Outgoing Drug Enforcement Administration chief of operations Michael
Braun said Hizbullah, with help from Iran's Islamic Revolutionary Guard
Corps, has been using the same trafficking routes as the drug cartel in
Mexico. Braun told The Washington Times that Hizbullah was employing Mexican weapons smugglers,
forgerers and other personnel to smuggle drugs into the United States.

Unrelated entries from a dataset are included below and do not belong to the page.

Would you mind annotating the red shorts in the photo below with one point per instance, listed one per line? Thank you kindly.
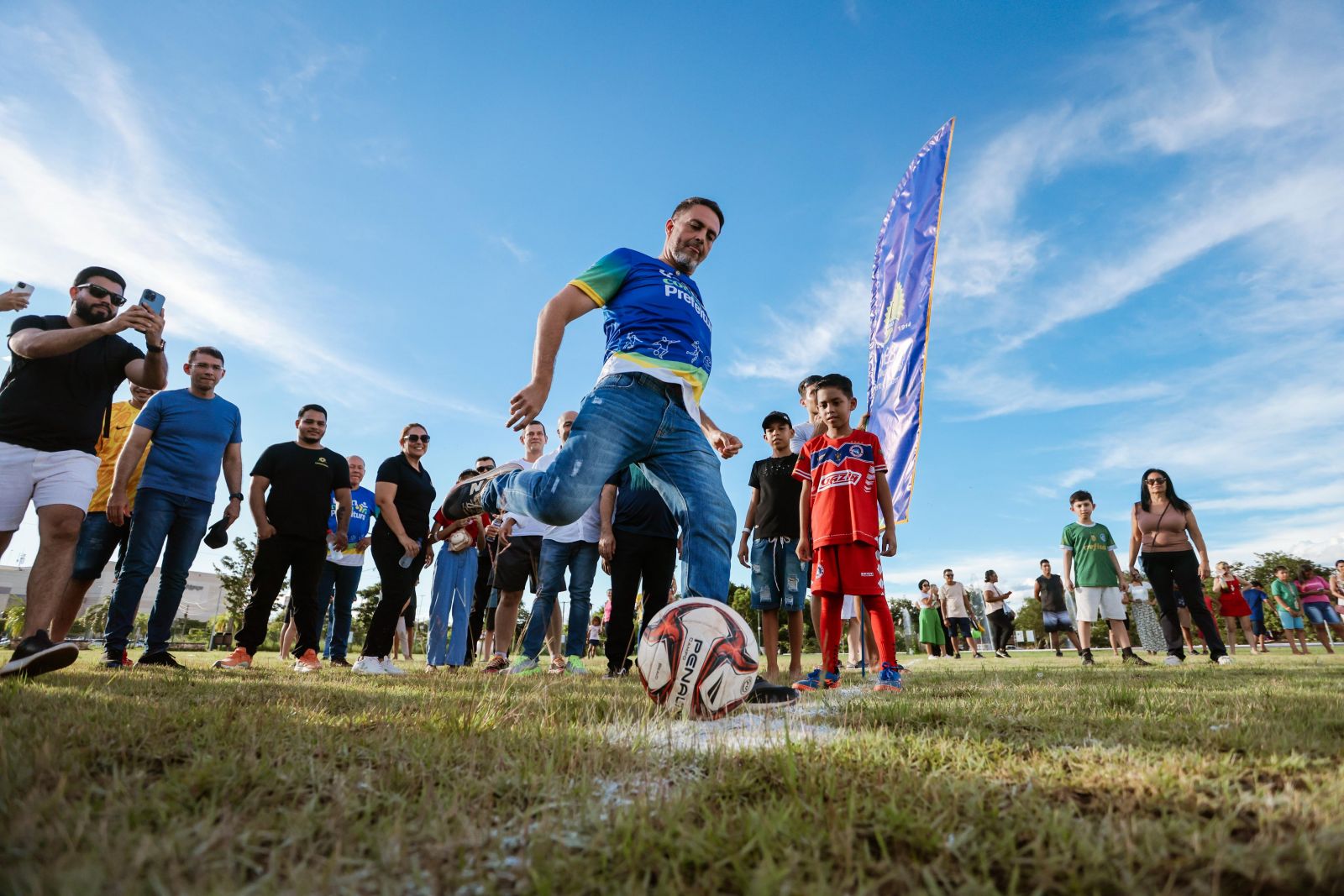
(846, 569)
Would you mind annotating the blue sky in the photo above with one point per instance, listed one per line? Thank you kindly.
(1140, 258)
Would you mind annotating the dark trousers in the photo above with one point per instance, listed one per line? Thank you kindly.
(638, 558)
(302, 560)
(475, 624)
(1182, 569)
(398, 587)
(1000, 629)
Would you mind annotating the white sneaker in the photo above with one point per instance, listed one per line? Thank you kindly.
(369, 667)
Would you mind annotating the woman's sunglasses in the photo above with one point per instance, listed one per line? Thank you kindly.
(98, 291)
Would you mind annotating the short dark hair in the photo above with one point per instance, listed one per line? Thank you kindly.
(690, 202)
(837, 380)
(107, 273)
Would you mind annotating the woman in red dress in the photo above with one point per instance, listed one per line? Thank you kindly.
(1233, 606)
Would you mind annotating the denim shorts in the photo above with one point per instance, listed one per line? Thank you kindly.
(98, 537)
(777, 578)
(1057, 621)
(1320, 613)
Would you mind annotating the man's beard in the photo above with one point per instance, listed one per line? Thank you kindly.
(91, 315)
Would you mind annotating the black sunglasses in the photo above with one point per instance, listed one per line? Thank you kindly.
(98, 291)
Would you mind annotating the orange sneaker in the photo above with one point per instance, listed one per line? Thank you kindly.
(239, 658)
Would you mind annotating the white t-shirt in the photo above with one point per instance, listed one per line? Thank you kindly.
(526, 524)
(586, 528)
(801, 432)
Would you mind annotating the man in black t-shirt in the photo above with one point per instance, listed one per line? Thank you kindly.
(638, 543)
(54, 403)
(777, 575)
(1054, 611)
(302, 476)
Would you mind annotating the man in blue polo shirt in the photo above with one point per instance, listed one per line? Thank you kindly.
(645, 407)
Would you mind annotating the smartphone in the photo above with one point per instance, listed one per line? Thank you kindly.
(152, 300)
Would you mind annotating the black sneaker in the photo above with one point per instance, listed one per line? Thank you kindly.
(37, 654)
(113, 658)
(464, 499)
(766, 694)
(159, 658)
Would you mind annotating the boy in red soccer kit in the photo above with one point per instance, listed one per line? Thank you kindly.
(844, 485)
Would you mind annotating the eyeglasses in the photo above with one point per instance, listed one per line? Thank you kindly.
(98, 291)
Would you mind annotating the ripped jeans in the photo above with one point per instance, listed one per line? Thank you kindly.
(777, 575)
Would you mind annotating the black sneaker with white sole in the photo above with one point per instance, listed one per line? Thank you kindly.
(37, 656)
(159, 658)
(464, 499)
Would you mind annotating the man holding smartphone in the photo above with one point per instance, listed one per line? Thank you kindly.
(54, 405)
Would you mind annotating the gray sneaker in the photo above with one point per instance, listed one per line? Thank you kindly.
(524, 667)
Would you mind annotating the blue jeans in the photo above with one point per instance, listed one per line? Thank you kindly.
(344, 582)
(159, 517)
(450, 607)
(580, 559)
(777, 582)
(633, 418)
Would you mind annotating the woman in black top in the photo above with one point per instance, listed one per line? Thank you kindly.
(403, 495)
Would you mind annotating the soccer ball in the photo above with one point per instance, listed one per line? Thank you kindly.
(698, 658)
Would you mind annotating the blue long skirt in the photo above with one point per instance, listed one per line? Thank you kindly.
(450, 607)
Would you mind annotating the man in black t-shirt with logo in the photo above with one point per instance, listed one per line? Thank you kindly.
(292, 535)
(769, 544)
(54, 402)
(638, 543)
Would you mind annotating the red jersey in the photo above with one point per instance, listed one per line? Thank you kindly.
(844, 486)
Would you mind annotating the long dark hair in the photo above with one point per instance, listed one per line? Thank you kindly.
(1171, 492)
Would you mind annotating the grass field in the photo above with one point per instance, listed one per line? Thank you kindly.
(1025, 775)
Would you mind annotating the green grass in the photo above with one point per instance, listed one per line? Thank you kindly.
(1026, 775)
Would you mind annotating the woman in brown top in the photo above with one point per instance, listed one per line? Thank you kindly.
(1164, 526)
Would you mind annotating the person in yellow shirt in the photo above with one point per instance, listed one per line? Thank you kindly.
(98, 537)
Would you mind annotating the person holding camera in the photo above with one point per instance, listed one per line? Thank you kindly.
(54, 405)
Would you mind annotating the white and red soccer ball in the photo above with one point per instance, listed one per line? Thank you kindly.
(698, 658)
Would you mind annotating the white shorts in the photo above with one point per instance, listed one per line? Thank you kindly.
(29, 476)
(1109, 602)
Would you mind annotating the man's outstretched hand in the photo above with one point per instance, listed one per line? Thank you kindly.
(528, 402)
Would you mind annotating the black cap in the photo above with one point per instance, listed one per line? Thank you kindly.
(218, 535)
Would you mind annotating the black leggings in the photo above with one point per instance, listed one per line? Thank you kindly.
(1182, 567)
(1000, 629)
(398, 587)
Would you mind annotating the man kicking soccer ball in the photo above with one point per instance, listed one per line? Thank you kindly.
(644, 409)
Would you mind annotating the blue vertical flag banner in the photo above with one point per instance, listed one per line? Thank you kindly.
(898, 324)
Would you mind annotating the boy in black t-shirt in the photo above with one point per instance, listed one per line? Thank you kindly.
(777, 579)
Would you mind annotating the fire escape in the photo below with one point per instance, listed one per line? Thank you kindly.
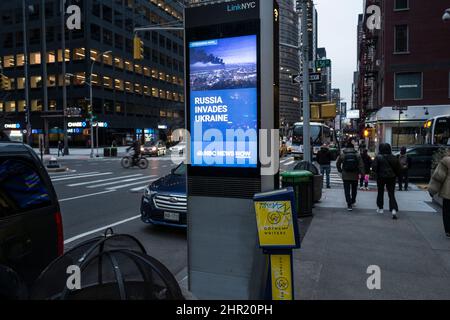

Stavridis, head of the military's U.S. Southern Command, said much of
the Iranian and Hizbullah activity was taking place in the area that borders
Argentina, Brazil and Paraguay. In a hearing to the House Armed Services
Committee on March 17, Stavridis also cited the Iranian presence in the
"We see a great deal of Hizbullah activity throughout South America, in
particular," Stavridis said.
In August 2008, the United States supported an operation in the
triborder area that targeted a drug trafficking network connected to
Hizbullah. Stavridis said the U.S. Drug Enforcement Administration also
facilitated an operation that led to the arrest of several dozens of suspected
drug traffickers connected to Hizbullah in Colombia.
Stavridis said Hizbullah has formed a direct connection with drug
traffickers in Colombia. He said Colombia has become the pivotal element in
the war against drugs.
"Indentifying, monitoring and dismantling the financial, logistical and
communication linkages between illicit trafficking groups and terrorist
sponsors are critical to not only ensuring early indications and warnings of
potential terrorist attacks directed at the United States and our partners,
but also in generating a global appreciation and acceptance of this
tremendous threat to security," Stavridis said.